Answer:
I believe s = 8t + 46 will work.
Step-by-step explanation:
We have2 data points plus the information that the car speed increases linearly with respect to time, so we should be able to find a linear equation with this information. We want an equation in the point-slope form: y=mx+b, where m is the slope and b is the y-intercept (the value of y when x = 0).
We can obtain the slope by calculating the Rise/Run between the two given data points:
Time is in seconds (sec) and speed in in miles per hour (mph).
Time (sec) Speed (mph)
3 70
8 110
The Rise/Run is the slope:
Rise (the change in Speed) is = (110-70) = 40mph
Run (the change in time) is = (8-3) = 5 seconds
Slope, or Rise/Run) = 40mph/5 sec or 8 mph/sec
We can write
y = 8x + b, where the slope, 8, is in mph/sec.
We don't have b, the speed at time = 0, and I initially thought "EASY!," the car isn't moving at the start. But I realized I was wrong, since if we are increasing speed by 8mph for every second, it isn't possible that the car was already at 70mph after only 3 seconds. And we are told it is a linear equation, so it precludes peeling out at very high speeds and then slowing down. I can only assume the car was already moving at time = 0 seconds; and the problems doesn't state the car was stationary when it started.
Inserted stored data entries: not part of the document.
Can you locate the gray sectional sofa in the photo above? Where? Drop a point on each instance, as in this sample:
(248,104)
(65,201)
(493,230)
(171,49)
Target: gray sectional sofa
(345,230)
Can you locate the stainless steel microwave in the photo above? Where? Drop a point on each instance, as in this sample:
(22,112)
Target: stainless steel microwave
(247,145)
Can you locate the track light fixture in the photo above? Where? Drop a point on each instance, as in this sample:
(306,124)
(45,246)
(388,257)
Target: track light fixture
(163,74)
We can find the speed at t=0 seconds by using one of the data points in the equation and solving for b:
y = 8x + b (I'll use point (3,110))
110 = 8*(3) + b
b = 86
This means the car was travelling at 86mph when the data collection a=was initiated. What are the cops when you need them?
y = 8x + 86
To express this in the terms requested by the question:
s = 8t + 86mph
where s is speed in mph and t is time in seconds.